Solution: Keep thorough and accurate financial records for the business and ensure these records can be verified through other documentation.

  1. Proof of Income and Business Stability

Third-party mortgage brokers and banks require proof of income for approval.

For self-employed people, this usually means tax returns, detailed financial statements, numerous invoices, and other paperwork that would provide proof of income. Some lenders might even require multiple years of tax returns to establish a reliable income history, and even then, financial institutions might remain unconvinced of the exact annual income of a self-employed worker.

Solution: Be sure to have a tax accountant to ensure tax returns are filed on time and accurately reflect self-employed income.

  1. Seasonal Income

If a self-employed business has seasonal income fluctuations, lenders may not be comfortable approving a high mortgage as they are unsure of the individual’s ability to make consistent mortgage payments.

Solution: Build a credit history and maintain a good credit score to improve your chances of approval.

  1. Initial Down payment

All homebuyers need a down payment, typically between five percent and 20 percent of the purchasing prices. But it all depends on how much the home costs, so you might be required to have a minimum down payment of 20 percent. Moreover, self-employed individuals are often asked to put down a larger down payment. This is because lenders want to mitigate the risk associated with self-employed income as they consider it highly variable, and, as a result, they are considered high-risk borrowers.

Solution: Save enough for a substantial down payment, as this can significantly improve the chances of mortgage approval.

  1. Passing the Stress Test

Mortgage lenders use a stress test to ensure borrowers can handle interest rate variations. Passing this test is often more difficult for self-employed individuals, who are evaluated against more stringent standards. This is because it is often difficult to determine a self-employed person’s ability to handle payment increases, and they are evaluated more strictly than those who are traditionally employed. When you factor in today’s rising-rate climate, it becomes even more challenging to pass a stress test with flying colours.

Solution: Know how much you can afford with a mortgage stress test above seven percent.

  1. Higher Mortgage Rate

Since self-employed individuals often struggle to go through the regular lender, borrowers may have no choice but to turn towards specialized mortgage options that usually come with slightly higher interest rates or stricter qualification criteria.

Solution: Find a mortgage broker who specializes in working with self-employed individuals, as they can help you find lenders that are more open to approving mortgages for self-employed people.

  1. Debt-to-Income Ratio

Most lenders assess an individual’s debt-to-income ratio to determine their ability to handle mortgage payments.
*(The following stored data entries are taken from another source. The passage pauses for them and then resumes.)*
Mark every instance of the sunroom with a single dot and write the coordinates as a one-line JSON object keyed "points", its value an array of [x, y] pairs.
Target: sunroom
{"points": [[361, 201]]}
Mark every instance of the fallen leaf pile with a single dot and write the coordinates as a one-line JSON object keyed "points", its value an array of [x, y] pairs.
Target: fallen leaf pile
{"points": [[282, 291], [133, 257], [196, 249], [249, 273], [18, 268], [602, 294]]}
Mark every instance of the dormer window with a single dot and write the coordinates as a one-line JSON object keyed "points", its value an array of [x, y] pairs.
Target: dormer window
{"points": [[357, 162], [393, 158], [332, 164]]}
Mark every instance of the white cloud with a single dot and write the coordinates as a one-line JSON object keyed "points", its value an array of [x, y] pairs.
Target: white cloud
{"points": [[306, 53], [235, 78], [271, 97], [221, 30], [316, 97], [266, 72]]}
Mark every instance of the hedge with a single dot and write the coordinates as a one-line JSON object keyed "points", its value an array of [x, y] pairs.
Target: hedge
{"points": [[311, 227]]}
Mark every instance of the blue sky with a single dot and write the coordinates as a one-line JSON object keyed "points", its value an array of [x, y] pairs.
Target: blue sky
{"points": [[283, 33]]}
Self-employed individuals can possess high business expenses, hampering the ability to meet the lender’s debt-to-income requirements.
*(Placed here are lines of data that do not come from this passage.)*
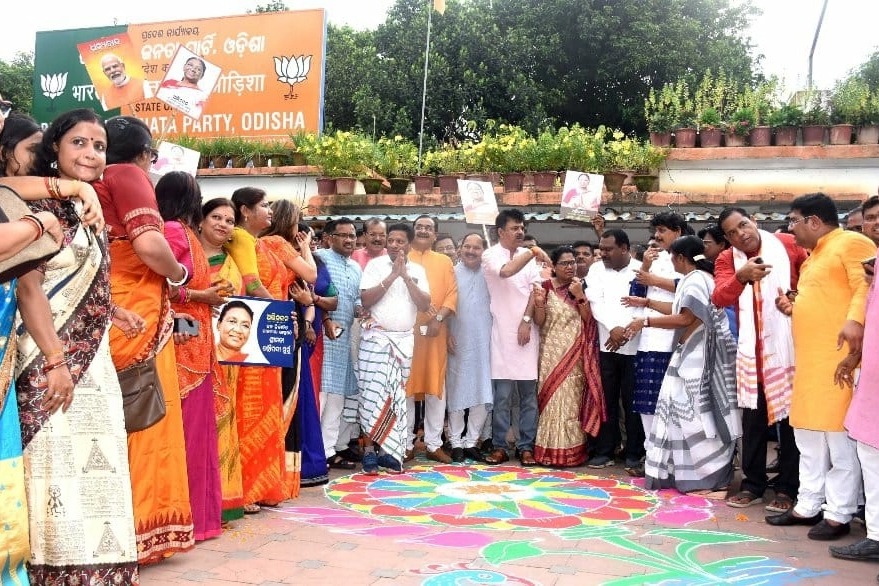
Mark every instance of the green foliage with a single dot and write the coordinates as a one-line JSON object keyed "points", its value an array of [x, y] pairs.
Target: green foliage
{"points": [[787, 115], [709, 118], [742, 121], [17, 79]]}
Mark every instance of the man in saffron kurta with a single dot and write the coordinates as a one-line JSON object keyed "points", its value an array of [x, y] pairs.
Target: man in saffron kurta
{"points": [[828, 318], [429, 359]]}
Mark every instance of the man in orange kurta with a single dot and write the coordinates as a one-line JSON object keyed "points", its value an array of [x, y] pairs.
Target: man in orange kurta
{"points": [[431, 338], [828, 327]]}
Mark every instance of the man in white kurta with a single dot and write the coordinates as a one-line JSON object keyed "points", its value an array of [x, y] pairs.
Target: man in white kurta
{"points": [[511, 273]]}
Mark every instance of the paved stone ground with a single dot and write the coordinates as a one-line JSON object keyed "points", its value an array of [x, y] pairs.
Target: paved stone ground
{"points": [[458, 525]]}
Solution: Pay off your debts, such as automobile loans, credit cards, and personal lines of credit, before you apply for a mortgage. In addition, try to minimize all of your business-related debts.

An Important Reminder

Of course, no matter how prepared you are, it is crucial to remember that all lenders maintain their own criteria. Indeed, mortgage lenders’ criteria for self-employed people will differ from those traditionally employed. Ultimately, it is imperative to evaluate your options, understand the strengths and weaknesses of your business, acclimate to market conditions, and make an effort to locate lenders who understand your business and your needs.